House of Tea memproduksi teh dari perkebunan teh yang ada di beberapa wilayah seperti Cianjur, Jawa Barat; Solok, Sumatera Barat; Batam, Kepulauan Riau; dan Kulon Progo, DI Yogyakarta. Gunawan mengaku tak punya sejengkal tanah pun yang di atasnya ditanami tanamah teh. Ia memilih untuk mengajak para petani untuk bermitra.
Optimistis dengan teh Indonesia
Teh yang diolah House of Tea merupakan teh organik. Gunawan memastikan, produk hasil panen para petani mitra harus organik. Menurut dia, tanah Indonesia merupakan tanah yang subur dan bisa menyuburkan tanaman yang ditanam di atasnya.
“Kami percaya tanah Nusantara itu luar biasa, saya tidak ingin merusak itu dengan bahan kimia. Semua natural. Dan produk kami harus dari bahan baku organik. Untuk itu, ke petani, kami beri pemahaman, bahan baku seperti apa yang digunakan, bagaimana memetik teh, kapan waktu memetiknya, dan bagaimana cara produksinya,” kata Gunawan.
Kualitas teh Indonesia, lanjut dia, sangat bisa bersaing di pasar global. Menurutnya, teh yang ditanam di Indonesia diyakininya memiliki kualitas yang sangat baik.
Oleh karena itu, Gunawan berharap, kesempatan mengikuti Wiki Export bisa dimanfaatkannya dengan baik sehingga mengangkat teh Indonesia di dunia. Ia berterima kasih kepada SETC dan Sampoerna, yang sudah memberikan kesempatan bagi pelaku UMKM untuk berkembang dan bisa bersaing hingga pasar global.
House of Tea sudah sekitar 3 tahun menjadi UMKM binaan SETC. Pada Mei 2023, Gunawan juga mendapatkan kesempatan mengikuti pelatihan training of trainer (ToT) yang diselenggarakan SETC di Pasuruan, Jawa Timur. Ia dilatih menjadi mentor yang akan mendampingi UMKM lainnya.
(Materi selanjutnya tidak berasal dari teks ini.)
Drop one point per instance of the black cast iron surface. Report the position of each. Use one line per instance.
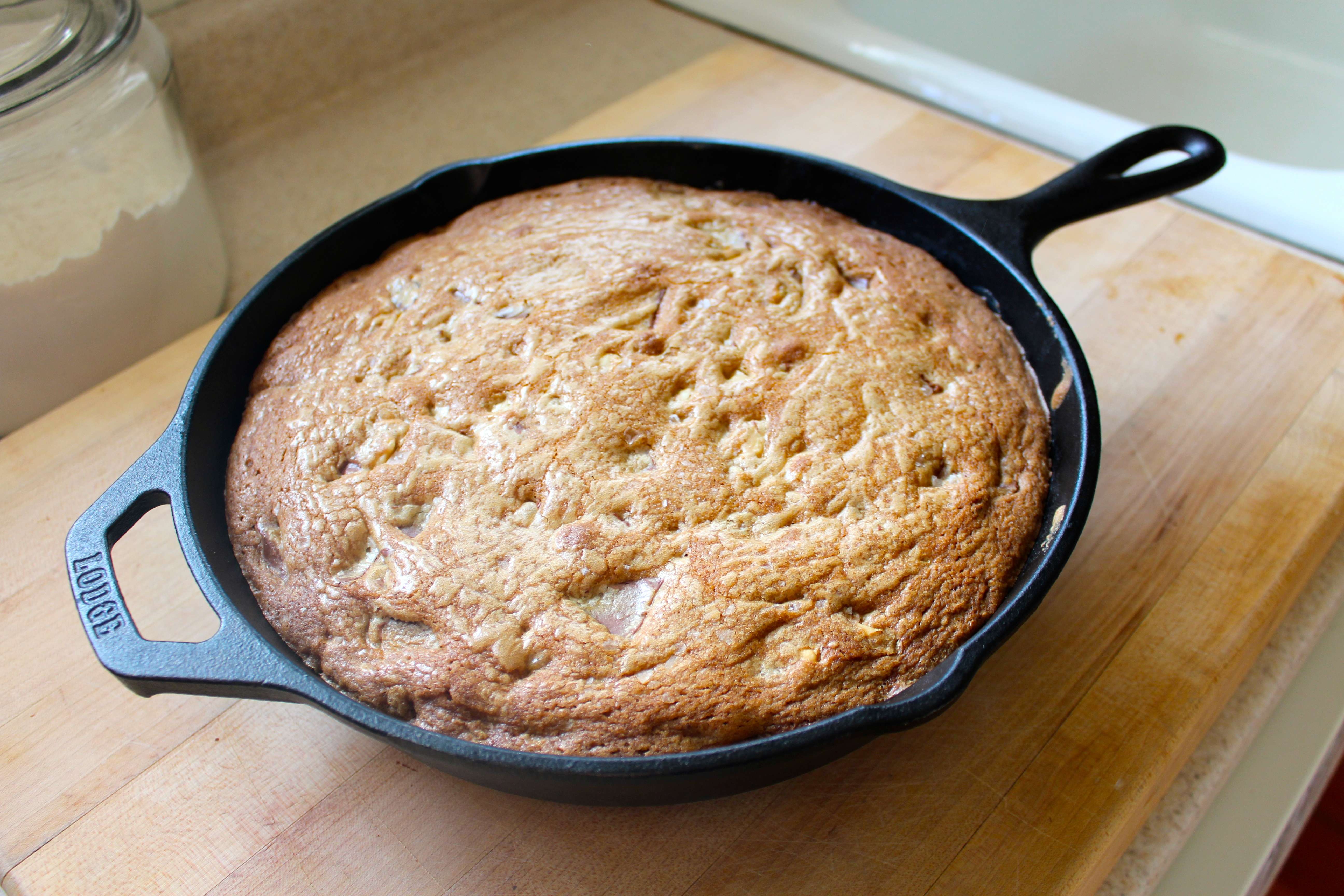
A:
(986, 244)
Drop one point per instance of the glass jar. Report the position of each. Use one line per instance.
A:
(109, 248)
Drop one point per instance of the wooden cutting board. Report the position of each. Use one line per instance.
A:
(1217, 356)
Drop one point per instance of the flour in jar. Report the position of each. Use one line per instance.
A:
(108, 252)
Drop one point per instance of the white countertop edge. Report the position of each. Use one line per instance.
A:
(1236, 809)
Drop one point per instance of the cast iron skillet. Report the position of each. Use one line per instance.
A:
(986, 244)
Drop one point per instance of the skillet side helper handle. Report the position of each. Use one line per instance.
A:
(1098, 185)
(233, 663)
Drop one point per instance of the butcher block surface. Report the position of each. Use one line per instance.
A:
(1217, 358)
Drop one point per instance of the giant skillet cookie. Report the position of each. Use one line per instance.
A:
(623, 468)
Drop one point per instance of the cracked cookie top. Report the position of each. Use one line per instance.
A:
(621, 467)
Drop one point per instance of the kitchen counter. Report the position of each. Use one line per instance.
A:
(285, 166)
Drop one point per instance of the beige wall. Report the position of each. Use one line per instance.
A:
(307, 109)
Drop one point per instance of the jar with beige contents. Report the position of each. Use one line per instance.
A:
(109, 248)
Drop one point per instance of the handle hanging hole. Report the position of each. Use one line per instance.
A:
(159, 590)
(1162, 160)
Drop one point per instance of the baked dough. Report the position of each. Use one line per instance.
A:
(621, 467)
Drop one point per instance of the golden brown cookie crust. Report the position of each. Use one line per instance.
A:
(620, 467)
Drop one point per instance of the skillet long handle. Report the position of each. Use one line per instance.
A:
(1100, 185)
(1093, 187)
(233, 663)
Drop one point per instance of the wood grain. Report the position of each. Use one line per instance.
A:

“Saya bangga sekali mengikuti pelatihan ToT ini. Saking bangganya, saya unggah di Instagram, dan sejak itu saya jadi sering dipanggil ke sana-sini untuk berbagi. Pernah juga diundang acara Santri NU Berdikari yang dihadiri Menteri Sandiaga Uno,” kata Gunawan.
Dari SETC, Gunawan mendapatkan kesempatan-kesempatan lain untuk berbagi seputar bisnis, dan memperkenalkan House of Tea lebih luas lagi.
Bagi mereka yang baru merintis usaha, Gunawa berpesan, menjadi seorang wirausahawan tidak mudah, tetapi harus yakin jika sudah menjalaninya. Kuncinya, niat dan mental yang kuat, serta punya kemauan yang gigih.
“Menjadi entrepreneur itu menarik. Kalau kamu punya kemampuan, kemauan, ayolah jadi entrepreneur,” kata Gunawan.
Siapa yang mau atau sedang merintis jalan wirausaha? Semoga berhasil!